2-3-3. GatewayScirptファイルの配置

  1. トップ画面に戻り、「ファイル管理」を選択します。
    image.png

  2. localディレクトリのアクションを選択し、「サブディレクトリーの作成」を選択します。
    image.png

  3. policyディレクトリを作成します。
    image.png

  4. 同様に、policyディレクトリの下に「footprint」ディレクトリを作成します。

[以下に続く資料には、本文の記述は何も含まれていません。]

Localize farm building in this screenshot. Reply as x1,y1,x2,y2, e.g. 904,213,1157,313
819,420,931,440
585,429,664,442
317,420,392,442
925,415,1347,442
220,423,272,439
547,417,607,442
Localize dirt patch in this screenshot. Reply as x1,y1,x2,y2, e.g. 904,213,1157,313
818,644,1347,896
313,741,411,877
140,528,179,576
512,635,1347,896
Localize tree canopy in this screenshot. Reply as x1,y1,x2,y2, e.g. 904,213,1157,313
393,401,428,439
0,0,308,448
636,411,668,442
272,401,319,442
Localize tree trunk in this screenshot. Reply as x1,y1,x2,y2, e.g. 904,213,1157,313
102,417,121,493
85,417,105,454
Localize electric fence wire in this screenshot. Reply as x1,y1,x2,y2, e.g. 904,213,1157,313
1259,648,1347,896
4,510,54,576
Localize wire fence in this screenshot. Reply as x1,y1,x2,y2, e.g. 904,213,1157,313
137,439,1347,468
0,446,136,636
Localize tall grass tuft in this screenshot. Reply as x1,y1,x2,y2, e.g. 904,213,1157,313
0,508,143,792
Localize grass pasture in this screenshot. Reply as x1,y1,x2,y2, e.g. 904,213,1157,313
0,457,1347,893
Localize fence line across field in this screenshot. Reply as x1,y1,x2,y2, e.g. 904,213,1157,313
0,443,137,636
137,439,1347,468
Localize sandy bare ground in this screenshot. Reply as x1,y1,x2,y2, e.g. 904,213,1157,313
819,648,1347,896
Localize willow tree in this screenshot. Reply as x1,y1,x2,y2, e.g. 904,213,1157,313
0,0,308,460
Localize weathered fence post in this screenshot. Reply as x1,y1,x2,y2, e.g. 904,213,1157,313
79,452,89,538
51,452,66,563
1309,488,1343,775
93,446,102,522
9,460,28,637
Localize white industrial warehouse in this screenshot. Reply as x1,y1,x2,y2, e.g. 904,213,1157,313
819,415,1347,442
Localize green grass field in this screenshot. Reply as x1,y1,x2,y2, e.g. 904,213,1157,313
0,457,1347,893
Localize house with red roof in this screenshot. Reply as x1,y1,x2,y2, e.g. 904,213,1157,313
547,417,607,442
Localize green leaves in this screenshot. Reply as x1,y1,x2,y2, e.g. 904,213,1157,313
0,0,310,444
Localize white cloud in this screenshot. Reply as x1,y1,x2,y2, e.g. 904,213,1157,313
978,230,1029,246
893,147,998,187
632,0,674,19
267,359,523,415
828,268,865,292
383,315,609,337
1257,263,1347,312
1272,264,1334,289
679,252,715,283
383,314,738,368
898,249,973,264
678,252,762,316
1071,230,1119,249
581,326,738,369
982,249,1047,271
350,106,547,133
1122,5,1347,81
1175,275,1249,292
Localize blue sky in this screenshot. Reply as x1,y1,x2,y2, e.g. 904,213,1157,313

  5. footprintディレクトリのアクションを選択し、「ファイルのアップロード」を選択します。
    image.png

  6. GatewayScriptファイルをアップロードします。
    image.png

2-4 作成物のエクスポート

  1. 再びトップ画面に戻り、「構成のエクスポート」を選択します。
    image.png

  2. 「次へ」を選択します。
    image.png

  3. ファイル名:footprint、エクスポート先:ZIP、参照:選択したオブジェクトで必要なすべてのオブジェクトを含める、エクスポートファイル:選択したオブジェクトが参照するファイルのエクスポート、選択したオブジェクト:foorprint-main, footprint-logoutput を選択し、「次へ」をクリックします。
    image.png

  4. ファイルがダウンロードされます。

2-5 2-2,2-4のファイルをzipファイルに格納

以下のフォルダ構造になるようにzipファイルを作成します。

footprint.zip
 |
 +- footprint.yaml  …2-2で作成したファイル
 |
 +- implementation
    |
    + footprint.zip …2-4でダウンロードしたファイル

2-6 作成したファイルのインポート

  1. ダッシュボードを選択します
    image.png

  2. カタログを選択します
    image.png

  3. 設定のアイコンを選択します
    image.png

  4. ポリシーを選択します
    image.png

  5. インポートのボタンを選択します
    image.png

  6. ファイルを選択します
    image.png

  7. ポリシーが追加されました!
    image.png

  8. アセンブリーエディターで確認します
    image.png

3 動作確認

アセンブリーエディターで、ユーザー定義ポリシーを2か所に配置して、ログ出力させてみます。

1箇所目:出力データが「001」

image.png

2箇所目:出力データが「002」

image.png

実行結果

1回のAPI呼び出しで、無事2箇所分のログが出力されました!
image.png

おつかれさまでした。

免責事項

この記事の内容は不正確である可能性があります。この記事の内容やその利用等によって生じた、いかなる損害に対しても責任は負いません。